Community Engagement

In any one semester, up to 100 students enrolled in English courses will venture outside the University to teach English to new immigrants, assist high school students with finding community resources, and work with children at an urban farm—all for college credit.

ENGL 1501W Literature and Public Life

explores how literary language builds the collective knowledge, shared reality, and civic relationships that make up public life. Literature's power in the public sphere goes far beyond the quiet, solitary experience of reading. You will investigate how telling stories, documenting events, imagining possibilities, communicating ideals, representing conflict, and even creating fictional characters contribute to public life, building civic relationships and democratic potential. A service-­learning option will give you the experience of building literacy, developing skills in communication and public media, and strengthening roles in work and family. Alternatively, an individually designed public project will prompt you to consider the links between literary/media culture, personal action, and public life, and to make your own intervention in these fields.

ENGL 3502 Nature Stories: Environmental Discourse in Action

explores contemporary texts from multiple disciplines to analyze the role of stories in interpreting nature. Emphasis on lived experience, civic motivation, and observational research that enrich effective nature writing. Optional service-learning component.

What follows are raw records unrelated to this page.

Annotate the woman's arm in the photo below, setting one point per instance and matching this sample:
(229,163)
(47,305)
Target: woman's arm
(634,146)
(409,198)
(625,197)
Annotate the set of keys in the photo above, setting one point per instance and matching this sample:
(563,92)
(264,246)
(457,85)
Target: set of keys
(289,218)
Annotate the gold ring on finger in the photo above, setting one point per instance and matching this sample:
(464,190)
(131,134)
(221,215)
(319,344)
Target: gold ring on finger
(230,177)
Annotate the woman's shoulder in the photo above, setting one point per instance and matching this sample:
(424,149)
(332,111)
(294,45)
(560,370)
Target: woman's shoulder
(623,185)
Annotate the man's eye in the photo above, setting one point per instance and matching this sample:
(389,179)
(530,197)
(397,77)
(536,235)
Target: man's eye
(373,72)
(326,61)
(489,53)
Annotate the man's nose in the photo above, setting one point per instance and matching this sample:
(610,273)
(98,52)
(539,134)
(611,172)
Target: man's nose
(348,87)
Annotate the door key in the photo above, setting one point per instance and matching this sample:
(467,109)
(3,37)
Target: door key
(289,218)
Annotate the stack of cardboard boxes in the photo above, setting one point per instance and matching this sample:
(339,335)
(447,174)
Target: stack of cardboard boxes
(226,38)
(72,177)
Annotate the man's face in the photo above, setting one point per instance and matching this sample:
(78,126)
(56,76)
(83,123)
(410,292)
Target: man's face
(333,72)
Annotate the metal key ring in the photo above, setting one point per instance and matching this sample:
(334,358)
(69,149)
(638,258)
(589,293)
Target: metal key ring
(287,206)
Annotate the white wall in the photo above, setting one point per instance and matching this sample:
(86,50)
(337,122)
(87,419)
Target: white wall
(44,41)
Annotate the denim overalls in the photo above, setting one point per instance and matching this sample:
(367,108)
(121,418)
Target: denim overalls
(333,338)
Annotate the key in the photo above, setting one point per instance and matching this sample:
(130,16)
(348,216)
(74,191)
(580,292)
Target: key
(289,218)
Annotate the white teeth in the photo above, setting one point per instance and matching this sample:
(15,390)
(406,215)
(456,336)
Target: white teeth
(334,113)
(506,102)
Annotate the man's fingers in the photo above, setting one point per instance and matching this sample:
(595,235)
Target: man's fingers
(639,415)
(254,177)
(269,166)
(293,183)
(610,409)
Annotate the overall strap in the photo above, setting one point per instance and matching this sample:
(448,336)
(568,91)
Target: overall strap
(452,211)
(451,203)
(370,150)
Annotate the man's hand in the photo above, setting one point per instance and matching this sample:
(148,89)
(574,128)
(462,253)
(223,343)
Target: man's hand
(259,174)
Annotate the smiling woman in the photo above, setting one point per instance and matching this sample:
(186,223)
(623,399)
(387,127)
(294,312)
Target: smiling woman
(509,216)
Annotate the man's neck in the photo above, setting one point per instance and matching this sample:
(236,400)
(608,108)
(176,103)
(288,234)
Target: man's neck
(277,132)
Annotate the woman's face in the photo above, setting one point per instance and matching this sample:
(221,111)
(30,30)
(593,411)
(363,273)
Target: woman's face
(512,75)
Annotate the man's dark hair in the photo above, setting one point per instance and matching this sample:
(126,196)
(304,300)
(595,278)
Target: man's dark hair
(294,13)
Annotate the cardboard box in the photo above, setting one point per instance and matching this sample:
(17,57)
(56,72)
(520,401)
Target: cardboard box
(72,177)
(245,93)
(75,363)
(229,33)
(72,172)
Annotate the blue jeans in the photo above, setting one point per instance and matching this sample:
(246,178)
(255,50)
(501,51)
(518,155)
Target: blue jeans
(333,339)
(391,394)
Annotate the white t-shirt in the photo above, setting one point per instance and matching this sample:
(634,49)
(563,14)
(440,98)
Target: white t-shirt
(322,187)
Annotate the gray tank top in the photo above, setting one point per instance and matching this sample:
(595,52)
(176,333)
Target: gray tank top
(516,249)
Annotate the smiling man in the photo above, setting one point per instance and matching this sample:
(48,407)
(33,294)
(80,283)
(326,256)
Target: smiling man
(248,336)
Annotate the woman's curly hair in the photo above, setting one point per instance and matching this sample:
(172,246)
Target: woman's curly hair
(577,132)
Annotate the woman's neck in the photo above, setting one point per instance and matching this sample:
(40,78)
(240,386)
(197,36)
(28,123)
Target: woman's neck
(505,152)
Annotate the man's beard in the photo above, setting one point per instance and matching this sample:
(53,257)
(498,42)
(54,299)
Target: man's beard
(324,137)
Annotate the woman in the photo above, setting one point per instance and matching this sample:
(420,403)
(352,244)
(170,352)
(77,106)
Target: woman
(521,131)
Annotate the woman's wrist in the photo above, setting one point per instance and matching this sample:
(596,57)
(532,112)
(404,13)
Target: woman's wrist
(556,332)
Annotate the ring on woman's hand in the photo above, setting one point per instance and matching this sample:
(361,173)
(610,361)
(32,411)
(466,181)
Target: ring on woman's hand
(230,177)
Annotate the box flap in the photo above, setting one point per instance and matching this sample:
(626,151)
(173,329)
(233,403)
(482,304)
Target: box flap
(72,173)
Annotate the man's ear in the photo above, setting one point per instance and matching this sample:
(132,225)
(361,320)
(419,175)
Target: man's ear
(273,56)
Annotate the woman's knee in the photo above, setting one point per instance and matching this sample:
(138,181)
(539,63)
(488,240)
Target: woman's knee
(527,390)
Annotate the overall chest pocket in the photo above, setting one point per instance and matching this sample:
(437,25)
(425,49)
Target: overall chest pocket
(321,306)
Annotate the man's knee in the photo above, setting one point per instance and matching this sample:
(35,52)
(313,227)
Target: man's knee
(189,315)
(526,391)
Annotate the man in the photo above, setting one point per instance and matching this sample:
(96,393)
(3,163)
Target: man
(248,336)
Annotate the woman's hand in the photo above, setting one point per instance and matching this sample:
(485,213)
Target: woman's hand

ENGL 3505 Protest Literature and Community Action

combines academic analysis and experiential learning to understand, in both theory and practice, different perspectives on the power of "protest" in civic life. Read a selection from the vast genre of progressive protest literature (pamphlets, poems, polemics, lists of demands, teaching philosophies, organizing principles, cultural histories, newsletter articles, movement chronicles, and excerpts from novels and biographies) from four key social-justice movements: the American Indian Movement, the Black Power movement, the post-Great Recession struggle for economic power, and the battle for immigrant rights. Get involved in local community-based education initiatives and local social-justice organizations through the course's service-learning.

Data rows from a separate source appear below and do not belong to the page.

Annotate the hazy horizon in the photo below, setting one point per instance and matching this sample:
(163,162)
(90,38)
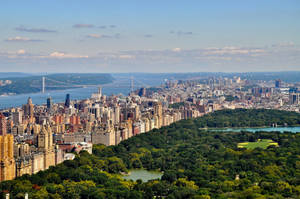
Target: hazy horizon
(156,36)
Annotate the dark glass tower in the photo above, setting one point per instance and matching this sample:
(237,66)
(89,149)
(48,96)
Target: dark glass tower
(67,103)
(49,103)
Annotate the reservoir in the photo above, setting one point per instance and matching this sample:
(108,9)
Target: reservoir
(267,129)
(142,174)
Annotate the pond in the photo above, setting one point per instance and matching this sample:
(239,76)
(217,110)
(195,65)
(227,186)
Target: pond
(142,174)
(267,129)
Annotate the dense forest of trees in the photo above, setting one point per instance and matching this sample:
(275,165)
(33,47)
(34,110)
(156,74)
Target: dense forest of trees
(195,164)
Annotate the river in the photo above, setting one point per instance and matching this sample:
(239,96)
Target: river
(121,85)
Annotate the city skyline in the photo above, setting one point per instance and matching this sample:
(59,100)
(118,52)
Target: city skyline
(135,36)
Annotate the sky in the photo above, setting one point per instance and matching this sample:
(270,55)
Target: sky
(149,36)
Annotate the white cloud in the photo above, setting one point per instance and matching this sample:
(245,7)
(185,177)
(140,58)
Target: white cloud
(126,56)
(176,49)
(22,39)
(61,55)
(83,26)
(94,36)
(21,52)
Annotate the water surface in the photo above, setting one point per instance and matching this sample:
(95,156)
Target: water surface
(267,129)
(142,174)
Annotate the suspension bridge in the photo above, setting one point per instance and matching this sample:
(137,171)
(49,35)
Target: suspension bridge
(48,83)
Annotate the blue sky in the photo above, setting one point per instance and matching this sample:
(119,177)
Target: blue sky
(149,36)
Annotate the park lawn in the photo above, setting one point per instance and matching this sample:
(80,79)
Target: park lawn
(264,143)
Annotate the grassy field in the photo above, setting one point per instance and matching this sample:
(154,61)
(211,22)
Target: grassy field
(264,143)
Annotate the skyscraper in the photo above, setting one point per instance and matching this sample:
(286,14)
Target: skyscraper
(67,103)
(277,83)
(28,109)
(49,103)
(3,128)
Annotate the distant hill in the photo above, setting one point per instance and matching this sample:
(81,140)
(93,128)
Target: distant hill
(14,74)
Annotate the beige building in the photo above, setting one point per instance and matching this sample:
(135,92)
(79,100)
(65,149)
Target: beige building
(7,161)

ENGL 3506 Social Movements and Community Education

examines progressive social movements, from the antiracist branch of the women’s movement to Occupy; from the prison abolition movement to the fight for public schools. Community organizing will be of particular interest: How do the groups, collectives, nonprofits, and communities propelling these different social movements organize themselves, their leadership, their strategies, and their activities? The role of education in organizations working for social change will also be examined. Students will work two hours per week at local education initiatives in K-12 schools, adult programs, and social-justice organizations in the non-profit and grassroots sectors.

ENGL 3741 Literacy and American Cultural Diversity

combines academic study with experiential learning to explore the connections between literature and literacy and put theory into practice. It also offers undergraduates opportunities to gain experience in careers they may enter, including teaching, project management, editing, and nonprofit organizing.